World economy still isn't riding coattails of US recovery

The world economy is experiencing ''a kind of warped recovery.'' That is because the United States economy is coming out of a deep recession at a normal husky rate, while business activity in Western Europe is almost flat , says economist Roger C. Bird. Japan's economy is also moving ahead, he says, though not at its usual rapid pace.

''There is not the simultaneous feedback of one country helping another,'' notes Mr. Bird, chief international economist of Wharton Econometric Forecasting Associates in Philadelphia.
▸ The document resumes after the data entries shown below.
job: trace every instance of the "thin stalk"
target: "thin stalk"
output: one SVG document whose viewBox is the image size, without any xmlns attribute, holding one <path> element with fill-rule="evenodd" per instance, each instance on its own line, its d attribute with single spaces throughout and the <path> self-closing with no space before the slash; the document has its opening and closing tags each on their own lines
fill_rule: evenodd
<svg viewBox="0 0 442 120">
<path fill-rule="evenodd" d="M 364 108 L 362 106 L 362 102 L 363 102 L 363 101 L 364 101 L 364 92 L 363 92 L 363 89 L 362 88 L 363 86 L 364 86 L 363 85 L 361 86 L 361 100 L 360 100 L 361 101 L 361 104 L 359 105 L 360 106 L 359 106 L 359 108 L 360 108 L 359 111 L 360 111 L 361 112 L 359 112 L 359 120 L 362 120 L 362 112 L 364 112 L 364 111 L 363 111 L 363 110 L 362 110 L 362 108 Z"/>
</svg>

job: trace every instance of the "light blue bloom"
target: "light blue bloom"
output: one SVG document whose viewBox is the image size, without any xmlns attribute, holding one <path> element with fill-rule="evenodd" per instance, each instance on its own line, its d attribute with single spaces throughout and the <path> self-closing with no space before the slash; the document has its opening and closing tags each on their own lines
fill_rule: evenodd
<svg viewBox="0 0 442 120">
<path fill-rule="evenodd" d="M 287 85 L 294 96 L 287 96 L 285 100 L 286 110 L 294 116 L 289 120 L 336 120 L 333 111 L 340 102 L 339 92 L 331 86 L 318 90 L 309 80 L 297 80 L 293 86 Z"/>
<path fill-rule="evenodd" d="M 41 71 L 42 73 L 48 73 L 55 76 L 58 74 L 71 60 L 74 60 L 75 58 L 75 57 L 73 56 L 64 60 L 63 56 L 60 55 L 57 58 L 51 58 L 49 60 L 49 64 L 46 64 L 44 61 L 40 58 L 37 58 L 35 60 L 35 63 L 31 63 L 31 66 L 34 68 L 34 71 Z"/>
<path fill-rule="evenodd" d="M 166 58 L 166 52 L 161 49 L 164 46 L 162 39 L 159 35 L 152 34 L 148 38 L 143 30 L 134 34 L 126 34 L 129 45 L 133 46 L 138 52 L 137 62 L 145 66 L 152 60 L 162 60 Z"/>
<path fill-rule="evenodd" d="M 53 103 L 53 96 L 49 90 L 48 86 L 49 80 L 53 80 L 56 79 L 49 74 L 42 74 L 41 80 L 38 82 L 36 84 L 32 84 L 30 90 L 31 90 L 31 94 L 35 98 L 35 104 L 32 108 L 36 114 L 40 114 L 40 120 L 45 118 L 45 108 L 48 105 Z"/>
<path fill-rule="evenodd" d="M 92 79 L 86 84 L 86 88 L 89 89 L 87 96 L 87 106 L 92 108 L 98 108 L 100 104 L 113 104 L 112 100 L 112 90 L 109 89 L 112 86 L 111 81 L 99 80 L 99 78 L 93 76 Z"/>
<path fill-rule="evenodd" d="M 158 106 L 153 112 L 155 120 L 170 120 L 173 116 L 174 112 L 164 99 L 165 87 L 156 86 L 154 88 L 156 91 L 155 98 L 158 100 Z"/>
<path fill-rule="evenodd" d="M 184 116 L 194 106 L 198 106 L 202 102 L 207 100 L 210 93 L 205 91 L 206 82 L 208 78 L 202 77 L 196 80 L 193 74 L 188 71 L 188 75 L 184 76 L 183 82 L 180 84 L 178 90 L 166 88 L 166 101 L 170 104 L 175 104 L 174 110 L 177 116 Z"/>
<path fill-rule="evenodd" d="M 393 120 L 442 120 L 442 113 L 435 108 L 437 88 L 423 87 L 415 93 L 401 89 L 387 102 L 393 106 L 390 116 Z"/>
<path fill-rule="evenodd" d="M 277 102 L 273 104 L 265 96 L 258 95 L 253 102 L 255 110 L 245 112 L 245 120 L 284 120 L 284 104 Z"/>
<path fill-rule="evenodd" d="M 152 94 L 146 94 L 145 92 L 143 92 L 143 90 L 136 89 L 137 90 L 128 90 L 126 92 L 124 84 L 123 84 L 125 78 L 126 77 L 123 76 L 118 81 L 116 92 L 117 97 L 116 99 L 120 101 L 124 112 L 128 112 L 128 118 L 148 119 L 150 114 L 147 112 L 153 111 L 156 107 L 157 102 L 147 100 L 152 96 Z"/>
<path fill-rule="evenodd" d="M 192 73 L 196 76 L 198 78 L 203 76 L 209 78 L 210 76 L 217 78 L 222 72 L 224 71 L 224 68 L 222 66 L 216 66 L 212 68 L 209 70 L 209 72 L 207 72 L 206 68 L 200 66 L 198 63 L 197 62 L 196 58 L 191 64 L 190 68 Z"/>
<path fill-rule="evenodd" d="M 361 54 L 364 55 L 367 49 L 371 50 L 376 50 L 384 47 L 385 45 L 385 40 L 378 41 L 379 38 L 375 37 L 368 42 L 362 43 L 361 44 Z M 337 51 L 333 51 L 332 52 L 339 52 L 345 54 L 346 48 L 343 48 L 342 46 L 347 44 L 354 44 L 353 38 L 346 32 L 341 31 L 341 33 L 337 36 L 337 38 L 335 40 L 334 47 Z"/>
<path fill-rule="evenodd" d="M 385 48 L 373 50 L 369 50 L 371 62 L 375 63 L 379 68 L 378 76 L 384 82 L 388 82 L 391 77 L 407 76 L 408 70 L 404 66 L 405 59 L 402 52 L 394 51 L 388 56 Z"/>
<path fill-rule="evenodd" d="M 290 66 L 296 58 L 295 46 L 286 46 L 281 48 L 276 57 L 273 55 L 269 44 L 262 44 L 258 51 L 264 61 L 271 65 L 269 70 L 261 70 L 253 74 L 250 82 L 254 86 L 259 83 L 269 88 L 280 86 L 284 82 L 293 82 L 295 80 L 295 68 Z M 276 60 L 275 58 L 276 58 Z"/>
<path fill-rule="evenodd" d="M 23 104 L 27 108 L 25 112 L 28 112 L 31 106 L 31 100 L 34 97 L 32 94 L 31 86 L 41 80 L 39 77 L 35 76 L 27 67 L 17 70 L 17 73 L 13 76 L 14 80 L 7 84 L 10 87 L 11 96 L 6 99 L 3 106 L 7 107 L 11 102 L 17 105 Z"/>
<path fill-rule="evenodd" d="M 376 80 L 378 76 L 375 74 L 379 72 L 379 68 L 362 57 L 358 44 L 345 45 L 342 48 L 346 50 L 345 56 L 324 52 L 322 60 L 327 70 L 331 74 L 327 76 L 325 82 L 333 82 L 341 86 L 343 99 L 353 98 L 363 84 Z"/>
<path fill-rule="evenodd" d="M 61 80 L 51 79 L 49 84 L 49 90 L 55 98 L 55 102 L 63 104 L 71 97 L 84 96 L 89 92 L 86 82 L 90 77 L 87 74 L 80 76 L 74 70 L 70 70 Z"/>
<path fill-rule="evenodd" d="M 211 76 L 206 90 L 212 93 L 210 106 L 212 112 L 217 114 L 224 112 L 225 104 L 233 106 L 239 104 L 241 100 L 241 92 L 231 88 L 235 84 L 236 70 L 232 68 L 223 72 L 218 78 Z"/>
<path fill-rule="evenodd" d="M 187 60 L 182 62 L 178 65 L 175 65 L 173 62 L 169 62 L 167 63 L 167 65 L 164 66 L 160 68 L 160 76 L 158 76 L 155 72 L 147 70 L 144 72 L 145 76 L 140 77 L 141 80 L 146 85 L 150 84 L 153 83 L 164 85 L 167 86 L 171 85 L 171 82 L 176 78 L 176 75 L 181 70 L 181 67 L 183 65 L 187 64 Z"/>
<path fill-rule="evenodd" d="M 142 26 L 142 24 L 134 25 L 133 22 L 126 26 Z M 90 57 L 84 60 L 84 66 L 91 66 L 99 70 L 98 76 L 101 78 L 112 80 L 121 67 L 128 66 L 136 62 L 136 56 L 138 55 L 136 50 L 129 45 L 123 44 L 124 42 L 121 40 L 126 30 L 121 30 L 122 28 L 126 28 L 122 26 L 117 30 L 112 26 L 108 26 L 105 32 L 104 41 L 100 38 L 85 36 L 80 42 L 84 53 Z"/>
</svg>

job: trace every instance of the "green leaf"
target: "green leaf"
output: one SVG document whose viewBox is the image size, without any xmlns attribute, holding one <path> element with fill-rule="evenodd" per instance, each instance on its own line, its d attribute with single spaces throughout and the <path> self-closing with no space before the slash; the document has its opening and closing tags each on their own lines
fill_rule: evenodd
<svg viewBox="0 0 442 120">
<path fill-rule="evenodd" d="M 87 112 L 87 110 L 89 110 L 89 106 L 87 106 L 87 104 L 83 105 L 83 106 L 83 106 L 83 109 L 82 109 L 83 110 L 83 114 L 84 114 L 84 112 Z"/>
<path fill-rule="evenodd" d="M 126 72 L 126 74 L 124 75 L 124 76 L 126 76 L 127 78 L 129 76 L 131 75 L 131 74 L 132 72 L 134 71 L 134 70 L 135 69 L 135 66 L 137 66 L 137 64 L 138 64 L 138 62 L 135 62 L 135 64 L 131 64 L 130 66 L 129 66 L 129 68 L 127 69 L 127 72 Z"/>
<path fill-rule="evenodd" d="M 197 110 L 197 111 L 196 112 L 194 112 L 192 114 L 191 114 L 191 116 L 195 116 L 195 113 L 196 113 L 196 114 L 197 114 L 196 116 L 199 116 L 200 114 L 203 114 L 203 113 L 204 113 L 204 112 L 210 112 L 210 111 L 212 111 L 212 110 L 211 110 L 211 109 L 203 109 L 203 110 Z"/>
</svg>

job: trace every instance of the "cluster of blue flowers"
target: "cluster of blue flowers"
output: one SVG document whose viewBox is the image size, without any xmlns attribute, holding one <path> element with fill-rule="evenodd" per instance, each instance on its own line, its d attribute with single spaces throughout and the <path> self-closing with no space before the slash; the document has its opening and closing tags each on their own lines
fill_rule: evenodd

In some earlier world economic recoveries, the upturn of business in the major industrial countries was more synchronous. Each country ordered more imported goods, stimulating sales in their trading partners.

But this time, Bird says, ''the US is the lone locomotive.''

Thomas Kevin Swift, chief economist of Predicasts, a Cleveland forecasting-information service, calls the situation ''one of the most moderated recoveries in modern history.''

Nonetheless, the recovery is welcome. President Reagan waxed almost poetic when addressing the central bankers and finance ministers at the joint annual meeting in Washington of the International Monetary Fund and World Bank in late September.

''Economic recovery is spreading its wings and taking flight,'' he said.

With the world economy becoming increasingly internationalized through growing trade and the spread of multinational companies during the past several decades, many more economists in the US now spend much time studying the global scene instead of just the domestic American business cycle.

Shea Smith III, in his newsletter Blue Chip Economic Worldscan, tracks about 40 forecasting sources, including economic services (such as Wharton Econometrics), companies, and brokerage houses.

Here are those economists' latest average forecasts for growth in national output in real terms (after removing inflation) next year: Nation Percent United States 4.8 Canada 4.3 Japan 4.1 Australia 3.0 West Germany 2.6 United Kingdom 2.1 Italy 2.0 Mexico 1.2 France 1.0 Brazil-0.7

Since the US economy is so important, accounting for some 20 percent of global output, Mr. Smith asked the opinions of his group of international economists on the length and strength of the current American economic expansion.

Their consensus was that it would expire three years from the start of the recovery a year ago, and that output would be 13 percent higher at that time. Half of the economists thought there would be a recession at the end of those 36 months; half predicted only a slowdown.

Joseph Yun, an international economist with Data Resources Inc. (DRI) of Lexington, Mass., figures that if the US economy can grow about 5 percent a year , ''then there is no doubt other countries will come along with it.''

One drag on the world economy is the massive debts of developing countries - more than $600 billion. If interest rates stay high in the US and thus the world , it will be tougher on major debtor nations such as Brazil, Mexico, and Argentina.

DRI forecasts the collective economies of Latin America will see a 2 percent drop in output this year, compared with 2.6 percent drop last year and a slight upturn next year of 0.7 percent.

For the world as a whole, Wharton Econometrics predicts real growth this year of 2.2 percent and 3.4 percent next year. Developing countries as a whole will see growth rise from minus 0.6 percent this year to 3.3 percent in 1984, Wharton Econometrics predicts.

That growth would reflect a slight recovery in Latin America and solid growth in the Pacific Basin countries (South Korea, Taiwan, Hong Kong, Singapore, Malaysia, Thailand, Indonesia, and the Philippines) of 6.2 percent in 1984, compared with 4.9 percent in 1983.

Africa, according to the Wharton service, will experience real growth of 2.3 percent next year, compared with minus 0.7 percent this year. The communist nations will have 3.3 percent growth in 1984, down from 3.9 percent this year.

Predicasts' Mr. Swift says Eastern Europe is ''in the midst of economic entropy'' because of its shortage of Western currencies, rigid ideology, and extensive planning.

One positive side of the fading world recession is the sharp decline in inflation in many countries. But Mr. Bird maintains the good news on prices is ''more or less behind,'' with inflation moving up modestly in many industrial nations.

He figures the US inflation rate will average 5.4 percent a year in the 1983- 88 period, compared with 3.7 percent this year; in Western Europe, a 7.2 percent annual rate vs. 8.9 percent this year.

A negative element of the recession is high unemployment. Here Bird sees a reversal of the pattern of the 1960s and '70s, when Western Europe usually had a lower jobless rate than the United States.

Because Europe's baby boom occurred about five years after that in the US, and because of rising employment of women, he expects this year's 11.1 percent unemployment rate for Europe to rise to an average of 11.3 percent over the 1983 -88 period.

By contrast, the average US jobless rate of 9.6 percent for 1983 will drop to 8.1 percent over the 1983-88 period, reaching about 7 percent in 1988. In this country, wages in some industries have actually dropped.

These numbers, he said, show why there is so much ''Euro-pessimism'' on the other side of the Atlantic. Europe, he explains, has much less flexibility in wages than the US.